Over at The Niskanen Center, Will Wilkinson has written an interesting piece on libertarian attitudes to social justice, giving a Bleeding Heart Libertarian take on what Deirdre McCloskey calls The Great Enrichment (Watch her give the annual Adam Smith Lecture on that very topic).
Here are a few highlights:
Humans may be natural cooperators with a built-in instinct for distributive fairness, but we’re also natural opportunists who will negotiate over everything, including the very idea of distributive fairness, to increase or preserve our shares. “That’s not fair!” is always a bargaining move and only sometimes a fact.
When people talk about “social justice,” sometimes they’re really talking about “distributive justice.” The immense influence of socialist ideology in the 20th century encouraged the idea that social and distributive justice pretty much came to the same thing. But 1991 was a long time ago, and these days when people agitate for social justice, or refer derisively to those who do as “social justice warriors,” they’re likely to be talking at least as much about the distribution of rights and dignity as they are to be talking about the distribution of material resources and economic opportunities. That’s a healthy development.

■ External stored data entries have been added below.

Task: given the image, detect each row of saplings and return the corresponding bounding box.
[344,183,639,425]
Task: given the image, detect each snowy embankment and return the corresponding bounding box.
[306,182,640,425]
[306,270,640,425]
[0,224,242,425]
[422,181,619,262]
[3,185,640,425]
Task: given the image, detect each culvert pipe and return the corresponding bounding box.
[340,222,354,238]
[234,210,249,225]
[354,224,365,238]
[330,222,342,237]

You know what’s nuts? What’s nuts is that nobody kicks off a discussion of justice, distributive or social, with the fact of the Great Enrichment. Because the upshot of our best accounts of the most important thing that has ever happened to the human race seems to be that equalizing the distribution of rights and liberties, powers and prerogatives, respect and esteem led to an increase in the scope and productivity of cooperation, generating hugely enriching surpluses.